Posted by Smokey Stover on September 14, 2008 at 03:25

In Reply to: Pull it to posted by ESC on September 13, 2008 at 23:50:

: : : : PULL IT TO - this is a phrase we often use when describing how much to shut a door by. It has recently caused us to ask where does the phrase originate from, after all we all know how much to pull a door to!

: : : Obviously when you pull a door to, you pull it until it is closed or nearly so. The Oxford English Dictionary gives numerous examples from 1673 on, including some in which it is not a door that is pulled to, e.g., "895 J. M. FALKNER Lost Stradivarius xii. 188 He set down his mandoline and left the room, pulling to the curtain and shutting a door behind it." In another example it is shutters that are pulled to.

: : : The OED does not speculate about the grammatical logic behind the phrase.
: : : SS

: : "Pull it to" must be British. I never hear it in the U.S. ~rb

: I've heard it -- West Virginia/Kentucky.

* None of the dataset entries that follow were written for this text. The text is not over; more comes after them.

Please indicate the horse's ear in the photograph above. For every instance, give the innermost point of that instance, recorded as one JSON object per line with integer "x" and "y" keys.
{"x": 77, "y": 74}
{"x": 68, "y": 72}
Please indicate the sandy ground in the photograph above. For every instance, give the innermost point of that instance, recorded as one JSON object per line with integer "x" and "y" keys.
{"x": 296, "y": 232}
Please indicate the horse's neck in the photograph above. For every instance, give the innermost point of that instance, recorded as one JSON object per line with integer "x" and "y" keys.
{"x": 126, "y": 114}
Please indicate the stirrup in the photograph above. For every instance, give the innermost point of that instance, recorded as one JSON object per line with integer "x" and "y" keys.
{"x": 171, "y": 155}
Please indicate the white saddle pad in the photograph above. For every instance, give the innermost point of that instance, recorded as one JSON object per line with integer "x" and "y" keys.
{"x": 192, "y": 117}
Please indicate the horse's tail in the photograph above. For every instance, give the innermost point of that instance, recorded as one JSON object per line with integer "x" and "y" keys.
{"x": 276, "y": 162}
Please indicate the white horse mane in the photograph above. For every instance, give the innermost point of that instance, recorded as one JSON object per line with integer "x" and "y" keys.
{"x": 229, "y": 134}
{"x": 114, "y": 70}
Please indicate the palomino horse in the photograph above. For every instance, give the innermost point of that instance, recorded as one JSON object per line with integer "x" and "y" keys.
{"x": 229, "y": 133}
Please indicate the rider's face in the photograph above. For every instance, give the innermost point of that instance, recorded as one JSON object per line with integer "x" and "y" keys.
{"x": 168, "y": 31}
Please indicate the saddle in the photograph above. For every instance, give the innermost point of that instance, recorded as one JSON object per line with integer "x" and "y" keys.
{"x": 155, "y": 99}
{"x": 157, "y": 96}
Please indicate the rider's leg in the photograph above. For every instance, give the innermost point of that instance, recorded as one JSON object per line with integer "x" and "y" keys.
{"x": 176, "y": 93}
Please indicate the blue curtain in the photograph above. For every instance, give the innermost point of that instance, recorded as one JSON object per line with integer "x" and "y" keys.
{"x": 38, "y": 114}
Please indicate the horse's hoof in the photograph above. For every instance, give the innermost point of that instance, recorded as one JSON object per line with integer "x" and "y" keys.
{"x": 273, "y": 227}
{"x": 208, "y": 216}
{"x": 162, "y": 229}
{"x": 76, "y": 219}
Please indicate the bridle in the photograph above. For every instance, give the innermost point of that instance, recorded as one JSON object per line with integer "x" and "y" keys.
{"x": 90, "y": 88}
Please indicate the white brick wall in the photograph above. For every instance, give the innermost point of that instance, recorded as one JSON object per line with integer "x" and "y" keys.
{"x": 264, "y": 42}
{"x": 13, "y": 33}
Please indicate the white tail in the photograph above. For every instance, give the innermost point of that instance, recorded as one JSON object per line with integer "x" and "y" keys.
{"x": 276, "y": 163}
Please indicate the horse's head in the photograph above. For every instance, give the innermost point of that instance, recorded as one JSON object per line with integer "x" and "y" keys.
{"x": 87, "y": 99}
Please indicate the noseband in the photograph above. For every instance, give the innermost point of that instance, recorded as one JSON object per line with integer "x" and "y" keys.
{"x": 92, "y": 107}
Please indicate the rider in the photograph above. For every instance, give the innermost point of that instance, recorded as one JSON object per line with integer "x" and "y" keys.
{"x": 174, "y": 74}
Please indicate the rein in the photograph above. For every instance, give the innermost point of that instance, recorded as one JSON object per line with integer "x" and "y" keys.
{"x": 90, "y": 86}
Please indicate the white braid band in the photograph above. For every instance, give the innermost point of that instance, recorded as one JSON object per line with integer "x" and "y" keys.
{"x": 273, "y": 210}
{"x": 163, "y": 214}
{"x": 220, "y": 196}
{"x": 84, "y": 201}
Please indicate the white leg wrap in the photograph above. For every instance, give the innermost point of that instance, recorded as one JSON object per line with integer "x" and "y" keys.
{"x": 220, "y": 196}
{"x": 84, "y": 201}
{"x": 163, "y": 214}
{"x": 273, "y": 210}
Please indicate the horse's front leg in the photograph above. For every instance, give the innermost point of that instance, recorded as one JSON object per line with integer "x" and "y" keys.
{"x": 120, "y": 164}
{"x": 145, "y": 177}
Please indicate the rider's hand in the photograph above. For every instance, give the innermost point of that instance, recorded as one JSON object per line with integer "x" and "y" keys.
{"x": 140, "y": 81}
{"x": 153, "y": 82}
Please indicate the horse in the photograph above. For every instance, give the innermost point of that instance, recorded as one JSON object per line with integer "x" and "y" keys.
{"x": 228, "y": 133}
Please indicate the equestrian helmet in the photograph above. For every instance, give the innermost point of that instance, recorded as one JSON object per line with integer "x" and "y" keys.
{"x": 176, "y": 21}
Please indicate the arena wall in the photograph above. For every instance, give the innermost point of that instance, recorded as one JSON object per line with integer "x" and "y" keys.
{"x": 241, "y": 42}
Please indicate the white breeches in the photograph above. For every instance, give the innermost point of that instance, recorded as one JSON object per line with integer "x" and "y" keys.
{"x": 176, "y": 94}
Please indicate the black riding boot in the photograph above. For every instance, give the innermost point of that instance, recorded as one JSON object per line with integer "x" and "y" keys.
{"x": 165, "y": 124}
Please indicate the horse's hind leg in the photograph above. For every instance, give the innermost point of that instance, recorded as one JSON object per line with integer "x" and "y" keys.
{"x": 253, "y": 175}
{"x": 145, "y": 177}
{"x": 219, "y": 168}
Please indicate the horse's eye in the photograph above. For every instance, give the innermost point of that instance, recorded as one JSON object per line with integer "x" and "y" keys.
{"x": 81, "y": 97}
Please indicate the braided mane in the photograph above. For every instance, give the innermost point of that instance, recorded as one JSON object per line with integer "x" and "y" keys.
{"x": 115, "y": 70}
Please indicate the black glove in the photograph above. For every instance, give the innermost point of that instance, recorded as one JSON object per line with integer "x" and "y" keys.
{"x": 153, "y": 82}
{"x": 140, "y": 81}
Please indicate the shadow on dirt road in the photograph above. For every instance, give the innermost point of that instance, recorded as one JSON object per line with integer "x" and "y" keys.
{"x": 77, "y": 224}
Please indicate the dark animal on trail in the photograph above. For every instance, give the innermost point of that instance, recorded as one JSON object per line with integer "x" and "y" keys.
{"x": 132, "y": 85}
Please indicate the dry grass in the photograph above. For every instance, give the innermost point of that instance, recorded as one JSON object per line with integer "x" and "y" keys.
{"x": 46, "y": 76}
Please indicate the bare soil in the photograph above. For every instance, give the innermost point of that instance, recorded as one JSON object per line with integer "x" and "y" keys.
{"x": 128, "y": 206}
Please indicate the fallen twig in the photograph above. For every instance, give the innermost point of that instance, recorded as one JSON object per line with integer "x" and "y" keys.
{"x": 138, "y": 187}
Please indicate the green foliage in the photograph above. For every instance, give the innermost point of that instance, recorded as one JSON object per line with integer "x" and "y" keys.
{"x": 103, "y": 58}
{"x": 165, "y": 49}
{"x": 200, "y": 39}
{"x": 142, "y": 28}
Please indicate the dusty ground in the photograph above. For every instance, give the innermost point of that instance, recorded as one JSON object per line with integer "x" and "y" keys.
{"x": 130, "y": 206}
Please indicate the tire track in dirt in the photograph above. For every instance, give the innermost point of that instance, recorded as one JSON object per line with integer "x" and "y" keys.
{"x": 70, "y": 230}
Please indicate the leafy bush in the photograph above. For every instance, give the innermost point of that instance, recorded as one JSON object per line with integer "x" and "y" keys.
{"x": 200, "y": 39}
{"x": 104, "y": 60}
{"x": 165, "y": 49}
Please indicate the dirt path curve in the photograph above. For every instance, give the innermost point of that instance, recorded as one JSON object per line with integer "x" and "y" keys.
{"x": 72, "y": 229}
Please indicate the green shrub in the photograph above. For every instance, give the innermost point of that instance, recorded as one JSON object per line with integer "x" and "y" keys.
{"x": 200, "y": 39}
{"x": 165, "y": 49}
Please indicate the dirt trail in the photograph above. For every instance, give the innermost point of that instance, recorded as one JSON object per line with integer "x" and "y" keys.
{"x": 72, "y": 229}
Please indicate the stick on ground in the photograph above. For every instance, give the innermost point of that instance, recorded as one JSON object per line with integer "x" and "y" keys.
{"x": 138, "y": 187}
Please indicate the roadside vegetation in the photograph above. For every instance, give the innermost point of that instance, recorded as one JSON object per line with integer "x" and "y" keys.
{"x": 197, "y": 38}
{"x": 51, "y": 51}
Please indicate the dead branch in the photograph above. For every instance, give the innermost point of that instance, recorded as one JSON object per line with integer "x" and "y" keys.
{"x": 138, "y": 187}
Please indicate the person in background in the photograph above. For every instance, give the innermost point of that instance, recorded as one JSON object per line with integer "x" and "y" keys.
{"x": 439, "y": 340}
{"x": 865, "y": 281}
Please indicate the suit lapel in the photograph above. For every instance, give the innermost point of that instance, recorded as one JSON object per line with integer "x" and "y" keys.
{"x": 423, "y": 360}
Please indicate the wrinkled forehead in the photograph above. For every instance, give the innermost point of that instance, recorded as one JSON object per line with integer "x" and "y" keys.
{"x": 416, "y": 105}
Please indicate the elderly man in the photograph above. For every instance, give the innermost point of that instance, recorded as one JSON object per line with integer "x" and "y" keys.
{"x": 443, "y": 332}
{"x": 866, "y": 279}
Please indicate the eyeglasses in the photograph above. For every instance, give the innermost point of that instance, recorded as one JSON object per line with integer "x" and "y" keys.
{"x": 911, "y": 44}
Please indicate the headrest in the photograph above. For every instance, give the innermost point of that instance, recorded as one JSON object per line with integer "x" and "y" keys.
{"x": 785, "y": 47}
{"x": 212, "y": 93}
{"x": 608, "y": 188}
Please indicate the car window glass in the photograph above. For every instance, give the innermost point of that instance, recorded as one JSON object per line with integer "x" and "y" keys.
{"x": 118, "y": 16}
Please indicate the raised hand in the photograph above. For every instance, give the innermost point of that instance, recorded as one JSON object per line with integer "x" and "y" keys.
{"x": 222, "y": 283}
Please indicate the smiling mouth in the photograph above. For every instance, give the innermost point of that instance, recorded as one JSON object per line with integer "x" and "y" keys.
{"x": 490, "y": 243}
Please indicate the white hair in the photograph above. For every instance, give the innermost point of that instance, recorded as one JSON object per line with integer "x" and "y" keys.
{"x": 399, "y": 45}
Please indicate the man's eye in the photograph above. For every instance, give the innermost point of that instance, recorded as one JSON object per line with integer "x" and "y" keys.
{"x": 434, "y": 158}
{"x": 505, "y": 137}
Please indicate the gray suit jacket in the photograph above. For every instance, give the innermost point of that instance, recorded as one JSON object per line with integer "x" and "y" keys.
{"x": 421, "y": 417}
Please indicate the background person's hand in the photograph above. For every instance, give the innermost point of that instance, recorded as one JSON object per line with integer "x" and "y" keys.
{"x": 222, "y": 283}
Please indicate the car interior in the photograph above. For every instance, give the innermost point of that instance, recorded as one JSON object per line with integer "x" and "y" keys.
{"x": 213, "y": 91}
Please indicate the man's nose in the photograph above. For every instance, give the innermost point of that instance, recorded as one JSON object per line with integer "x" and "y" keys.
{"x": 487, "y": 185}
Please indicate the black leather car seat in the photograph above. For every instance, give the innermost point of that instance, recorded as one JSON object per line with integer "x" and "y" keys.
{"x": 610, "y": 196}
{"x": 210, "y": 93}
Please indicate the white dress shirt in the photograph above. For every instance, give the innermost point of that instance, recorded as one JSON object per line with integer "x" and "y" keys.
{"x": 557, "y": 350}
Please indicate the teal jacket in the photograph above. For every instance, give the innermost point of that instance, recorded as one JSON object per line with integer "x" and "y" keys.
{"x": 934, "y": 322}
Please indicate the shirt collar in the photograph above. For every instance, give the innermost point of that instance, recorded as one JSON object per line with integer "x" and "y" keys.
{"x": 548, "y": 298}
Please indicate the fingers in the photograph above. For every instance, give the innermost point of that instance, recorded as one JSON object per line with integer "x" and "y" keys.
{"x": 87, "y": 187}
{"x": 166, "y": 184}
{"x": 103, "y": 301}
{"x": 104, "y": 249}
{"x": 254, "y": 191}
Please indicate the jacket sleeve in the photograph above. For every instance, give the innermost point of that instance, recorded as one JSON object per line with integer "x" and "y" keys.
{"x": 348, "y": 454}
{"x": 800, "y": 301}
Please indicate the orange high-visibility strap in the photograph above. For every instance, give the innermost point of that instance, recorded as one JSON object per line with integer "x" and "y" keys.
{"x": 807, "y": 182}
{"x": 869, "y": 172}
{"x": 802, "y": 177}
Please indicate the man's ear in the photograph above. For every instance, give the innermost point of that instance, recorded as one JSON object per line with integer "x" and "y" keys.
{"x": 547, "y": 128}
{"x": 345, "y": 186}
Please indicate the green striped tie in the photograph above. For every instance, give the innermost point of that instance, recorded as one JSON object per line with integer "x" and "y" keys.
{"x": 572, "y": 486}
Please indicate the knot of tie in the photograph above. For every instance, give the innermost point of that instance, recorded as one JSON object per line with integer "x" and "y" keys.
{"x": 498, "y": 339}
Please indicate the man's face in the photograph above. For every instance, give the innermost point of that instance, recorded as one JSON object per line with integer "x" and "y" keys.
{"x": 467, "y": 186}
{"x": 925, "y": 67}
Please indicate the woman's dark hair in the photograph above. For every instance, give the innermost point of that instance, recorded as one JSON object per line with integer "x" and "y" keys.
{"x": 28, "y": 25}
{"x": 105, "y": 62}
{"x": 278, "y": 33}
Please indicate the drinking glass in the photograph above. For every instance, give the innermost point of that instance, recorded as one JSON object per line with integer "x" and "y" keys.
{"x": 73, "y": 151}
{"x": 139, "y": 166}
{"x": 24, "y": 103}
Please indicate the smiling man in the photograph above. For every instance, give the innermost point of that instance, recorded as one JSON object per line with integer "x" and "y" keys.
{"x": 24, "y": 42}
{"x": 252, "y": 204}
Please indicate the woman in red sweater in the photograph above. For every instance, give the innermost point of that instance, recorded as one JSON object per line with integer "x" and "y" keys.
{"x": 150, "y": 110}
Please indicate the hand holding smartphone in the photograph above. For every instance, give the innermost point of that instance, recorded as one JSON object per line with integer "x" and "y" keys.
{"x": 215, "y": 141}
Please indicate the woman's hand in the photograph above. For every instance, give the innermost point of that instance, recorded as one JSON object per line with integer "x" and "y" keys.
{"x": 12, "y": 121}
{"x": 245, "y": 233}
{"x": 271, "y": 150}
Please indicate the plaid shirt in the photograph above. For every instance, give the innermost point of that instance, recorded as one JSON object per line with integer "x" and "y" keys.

If memory serves, which it rarely does very precisely, "pull the door to" is/was used when it was either not necessary or not possible to latch the door, or close it securely. Down on the farm it happened not infrequently that you wanted the door closed far enough to deter animals from escaping, but not necessarily locked or latched. I'm guessing that it is possible that "to" in this case means to the door-frame.

In the case of the curtains, I believe there is typically no "latch" or similar closure. In the case of the shutters, I imagine you "pull them to" by pulling them over the windows, but without necessarily locking them in place with the hook-and-eye closure that I believe is normal. (I could be very wrong.)

If there were such a thing as an average or typical user of the phrase, I would like to ask him if the expression "pull the door to" would be used if you wished or intended it to be latched. I expect not. In that case, you would say, "shut the door."

In any case, it was not a rare expression in my youth over here in the New World.